Bruno Latour est un philosophe qui explore les marges, pratique le pas de côté et le coup d’œil latéral mutin ; il est lié multiplement à un monde qu’il pense, analyse et fait muter. C’est par ces écarts qu’il est devenu central ; il nous a appris à voir la société moderne occidentale pour ce qu’elle est, contre ce qu’elle dit d’elle. Après la disparition de plusieurs penseurs de sa génération qui ont contribué à réfléchir et à éclairer les médias (Michel Serres, dont il était proche ; Bernard Stiegler, qui partage son arrière-plan simondonien de penseur des techniques), le sentiment que l’époque bascule croît. Le retrait discret qu’est cette disparition annoncée à demi-mot nous invite à revenir sur les traces que Bruno Latour a laissées et à méditer la cohérence de cette œuvre foisonnante qui, maintenant qu’il n’est plus, paraît avec une clarté nouvelle. Comme il en a été avec l’Abécédaire de Gilles Deleuze – dont Latour partage l’humour facétieux –, l’interview de Nicolas Truong lui donne la consistance fugitive d’un sympathique fantôme. Il imite l’ange de Klee analysé par Benjamin et nous souffle qu’il faut clore une parenthèse, celle de « la modernité comme mot d’ordre ». Elle est ce front pionnier conquérant, ce mythe du destin de l’Occident, de la frontière que l’on repousse : s’ensuit le clivage des sociétés et des individus (nature/culture, âme/corps, sujet/objet).

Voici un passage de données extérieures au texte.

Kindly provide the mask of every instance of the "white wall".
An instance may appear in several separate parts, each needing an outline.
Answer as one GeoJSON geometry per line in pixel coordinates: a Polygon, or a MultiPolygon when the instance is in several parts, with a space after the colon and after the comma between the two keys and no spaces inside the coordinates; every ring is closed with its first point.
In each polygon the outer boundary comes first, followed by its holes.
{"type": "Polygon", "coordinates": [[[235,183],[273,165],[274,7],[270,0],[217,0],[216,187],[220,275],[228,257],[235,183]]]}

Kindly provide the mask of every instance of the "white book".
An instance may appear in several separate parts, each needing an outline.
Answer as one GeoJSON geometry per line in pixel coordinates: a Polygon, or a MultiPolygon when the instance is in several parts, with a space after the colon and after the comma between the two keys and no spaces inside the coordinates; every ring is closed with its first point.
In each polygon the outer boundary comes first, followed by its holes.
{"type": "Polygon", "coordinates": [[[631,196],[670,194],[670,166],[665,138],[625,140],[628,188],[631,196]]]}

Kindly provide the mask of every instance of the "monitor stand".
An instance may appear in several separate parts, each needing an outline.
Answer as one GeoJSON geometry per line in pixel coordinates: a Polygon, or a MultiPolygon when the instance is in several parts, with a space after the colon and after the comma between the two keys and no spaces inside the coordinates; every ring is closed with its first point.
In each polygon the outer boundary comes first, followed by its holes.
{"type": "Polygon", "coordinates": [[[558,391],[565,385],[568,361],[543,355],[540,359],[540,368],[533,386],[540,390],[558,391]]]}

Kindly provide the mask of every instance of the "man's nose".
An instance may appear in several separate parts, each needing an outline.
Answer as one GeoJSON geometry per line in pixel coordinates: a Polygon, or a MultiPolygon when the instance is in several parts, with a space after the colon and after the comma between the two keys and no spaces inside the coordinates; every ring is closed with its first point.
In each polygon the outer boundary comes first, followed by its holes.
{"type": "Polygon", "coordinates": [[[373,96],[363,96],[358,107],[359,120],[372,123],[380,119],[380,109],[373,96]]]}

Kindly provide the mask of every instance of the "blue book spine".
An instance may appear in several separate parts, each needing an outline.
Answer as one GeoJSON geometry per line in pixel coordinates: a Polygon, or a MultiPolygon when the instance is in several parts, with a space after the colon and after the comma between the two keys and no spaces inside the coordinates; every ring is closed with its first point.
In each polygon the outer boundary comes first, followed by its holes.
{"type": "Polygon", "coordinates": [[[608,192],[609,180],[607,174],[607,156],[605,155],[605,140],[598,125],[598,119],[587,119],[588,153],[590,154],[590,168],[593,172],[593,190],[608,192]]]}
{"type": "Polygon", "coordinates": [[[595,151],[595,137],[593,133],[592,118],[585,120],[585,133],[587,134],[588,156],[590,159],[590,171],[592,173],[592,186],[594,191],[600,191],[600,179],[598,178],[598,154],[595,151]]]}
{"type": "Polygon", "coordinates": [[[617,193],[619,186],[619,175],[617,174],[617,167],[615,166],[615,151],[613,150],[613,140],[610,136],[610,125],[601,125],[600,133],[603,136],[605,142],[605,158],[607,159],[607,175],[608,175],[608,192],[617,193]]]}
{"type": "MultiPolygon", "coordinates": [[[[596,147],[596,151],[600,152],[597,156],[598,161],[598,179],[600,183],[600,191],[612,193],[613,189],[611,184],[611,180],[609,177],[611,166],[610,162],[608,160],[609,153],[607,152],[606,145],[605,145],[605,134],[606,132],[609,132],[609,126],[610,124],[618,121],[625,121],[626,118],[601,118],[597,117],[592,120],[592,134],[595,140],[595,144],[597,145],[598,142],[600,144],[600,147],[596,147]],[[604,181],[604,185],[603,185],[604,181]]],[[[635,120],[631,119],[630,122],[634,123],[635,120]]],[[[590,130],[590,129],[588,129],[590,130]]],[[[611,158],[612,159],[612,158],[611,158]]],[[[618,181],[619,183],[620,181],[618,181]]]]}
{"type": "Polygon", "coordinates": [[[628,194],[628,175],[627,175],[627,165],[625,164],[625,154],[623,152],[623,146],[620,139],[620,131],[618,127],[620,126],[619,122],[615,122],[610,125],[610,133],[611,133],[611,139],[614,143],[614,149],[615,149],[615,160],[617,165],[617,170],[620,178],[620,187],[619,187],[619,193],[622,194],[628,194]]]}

L’écologie est l’alternative actuelle au vieux monde moderne guerrier. Dès son premier terrain à Abidjan, le futur anthropologue des sciences, alors professeur de philosophie formé à la tradition, bifurque : « les Blancs ont la langue fourchue ». Il faut montrer que les Modernes ne font pas ce qu’ils disent et ne disent pas ce qu’ils font. Bruno Latour pratique alors le retournement du miroir et réalise une « anthropologie des Modernes » : en laboratoire, au Conseil d’État…, montrer l’entrelacement des modes de véridiction, plutôt qu’opposer les disciplines comme les domaines de domination, est l’enjeu de ce retour d’expérience. Opposé au fondationnalisme et au fondamentalisme, il pratique la radicalité délicatement. Il trouve la manière et le moment pour infléchir les flux. Louis Pasteur est ici le héros : il rend visible l’invisible en inventant (au sens de l’archéologie) les microbes. Il en fait des êtres socialement actifs. L’humain est un Terrien ; il ne tient que par son rapport au reste du vivant. Le laboratoire produit une extension du domaine de la lutte, car s’y joue l’inclusion dans la société de cet objet dont les politiques s’emparent : le virus. Cette épopée à la Tolstoï est racontée dès 1984 dans Pasteur : guerre et paix des microbes. Bruno Latour dit ce qui sera devenu pour nous une évidence lors de la récente pandémie : le scientifique n’est pas devin mais réaliste. L’avant-Covid prépare l’après : Où atterrir ?, demande-t-il en 2017 ; Où suis-je ?, en 2021, tire les conséquences du ralentissement d’une économie hors-sol issue des différents « décollages » des années 1950. Postcoloniale, écologique, son action est diplomatique et tend à faire voir que nous nous tenons tous et que nous nous tenons par des objets qui ne sont pas si inanimés que cela ; il nous demande en retour à quoi nous tenons et ce qui nous rend responsables.
Bruno Latour pense en bande, et il ouvre les voies : transdisciplinaire, il pense le pluralisme des cultures avec l’anthropologie (Philippe Descola), retisse des ponts entre les sciences humaines et le laboratoire (Michel Serres), collabore multiplement avec l’anthropologue des sciences Isabelle Stengers, dans le sillage de Deleuze, Whitehead et Souriau, pour penser l’entrelacement des modes d’existence comme ceux de la fiction et du savoir. Par ces différentes approches, l’irruption de Gaïa dans la politique (l’Anthropocène est l’événement civilisationnel à penser) est un bouleversement tectonique des esprits que Bruno Latour a permis d’appréhender afin d’éviter l’état de choc paralysant et de nous rendre notre puissance d’action. Aller aux frontières, trouver dans les frictions l’occasion d’un bougé, conserver les différences et les rendre fructueuses, sentir la fragilité associée à la dépendance comme le lieu où vibre le fil d’une humanité en péril, sont autant d’attentions qui donnent sa bonne définition à la formule de Heidegger sur le philosophe comme « berger de l’être ». Elle trace le portrait de Bruno Latour aujourd’hui disparu. Il nous revient de mieux connaître pour poursuivre ses frayages et maintenir la lueur dont il était un des vigiles.
Christophe Grosjean est professeur agrégé de philosophie.